The Simple Life
MICA Stalwart Sharon Yates Casts an Unromantic Eye on the Farm
Yates has been on the painting faculty at Maryland Institute College of Art since 1968, and there is certainly the sense that the artist has found her focus. Of the 39 agricultural landscapes on view in Sharon Yates: Paintings and Drawings at the Pinkard Gallery, 34 are of cows—all done on the same small scale and with the same closely cropped composition, as if they were a series of bovine portraits. But these are not Monet’s haystacks or variations on a theme. Yates has been painting plein air for most of her career, with her time split between Baltimore and Maine, and it is in Down East’s cattle and dairy farms that she has found her particular entry into the American landscape. Cows, at least the way Yates paints them, have no narrative. They are null sums, utterly blank in face and posture and circumstance, which allows her to take a view of nature that is neither romantic nor regretful, almost Zen-like in its emptiness. If an extinction of intellect is what you’re after, after all, the deadpan gaze of a heifer is a good place to start.

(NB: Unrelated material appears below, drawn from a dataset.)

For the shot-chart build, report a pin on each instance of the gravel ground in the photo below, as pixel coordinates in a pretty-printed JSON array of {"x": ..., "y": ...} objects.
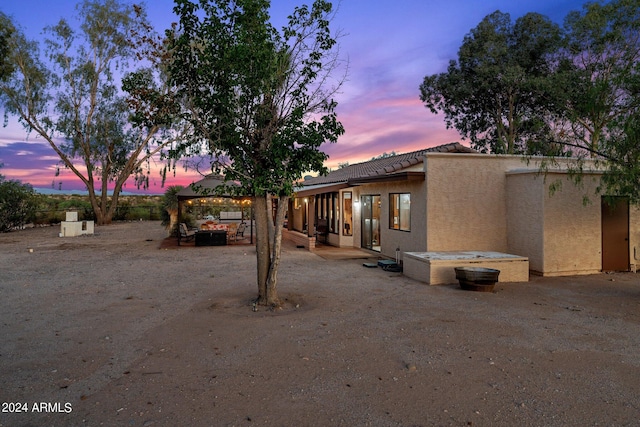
[{"x": 119, "y": 329}]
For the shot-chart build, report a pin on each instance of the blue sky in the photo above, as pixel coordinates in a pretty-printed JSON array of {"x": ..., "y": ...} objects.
[{"x": 391, "y": 45}]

The paintings, mostly oils, are unassumingly sized and given plain, provincial names—“Totton Farm,” “Johnson’s,” “Gray Farm”—but they are noteworthy from the beginning for their lack of quaintness. Almost all of Yates’ barnyard models are depicted lying down, inert, as if awaiting some fate, but their lack of awareness of what that fate might be is visible, and total. In “James Farm,” a cow sprawls in a meadow and appears nearly to grin, the corners of its dumb mouth twisted up in some sort of satisfaction, its eyes shut benightedly, even though another animal stands over its head, braying. In “The Hereford,” a prize-worthy specimen lounges seigniorally, its eyes half-closed into triangles of slate blue, three of its compatriots nodding absently over the range in the background. And “Big Jersey” appears almost to pose, except that even with its broad, brindled face upturned toward the viewer it can’t be bothered to open its eyes. Surely, if ignorance is bliss, this is paradise.
Indeed, the sense of numbness comes to feel pervasive. Even with her moderate, not-too-painterly strokes and narrowcast palette of colors, Yates herself seems wary not to draw attention to such matters of style or technique and to keep the scene, in a sense, empty. And, either because or in spite of this, there are moments in Paintings and Drawings—though perhaps not enough of them—that are satisfying in their enticement to you to fill the void for yourself. Best among them is “Elwell’s Barn,” a large-scale watercolor that presents a lavishly detailed yet nearly inscrutable scene. Rendered in so many shades of russet, ochre, and dun that you nearly run out of ways to think “brown,” a cow seems to struggle to stand on a dusty barn floor, its legs splayed awkwardly, the hooves of another animal just next to it appearing in the left corner, powerless to help. The pained creature’s expression is, like the others, unaffected, brutally unself-aware. And what to make of that crosshatching and smear of black at the cow’s hind end? Is it shit? Afterbirth? Prolapsia? No answers are offered, least of all in the text in the margin, where the artist has written only, like a screenwriter adding background color, “Autumn rain.”
Yates shows in Paintings and Drawings that she has a surfeit of both expertise and ideas to take her longstanding interest in the natural world to a new level, and it’d be interesting to see her do it. But, in the meantime, she has made the signal accomplishment of stripping landscapes of their sentiment or, as she calls it, “nostalgia,” and that’s not easy. The only problem is, when you strip your scenes down too far, there’s plenty of room for viewers to put some of their own sentimentality right back in. On the evening of the show’s opening, one elderly gallery-goer spent the better part of five minutes scrutinizing “Kim No. 2,”in which a Holstein languishes in front of a red barn. At the end of her analysis, she nodded to herself, called her companion over, grabbed her by the elbow, and crooked a finger at the cow. “That cow,” she said, “that cow seems so at peace.”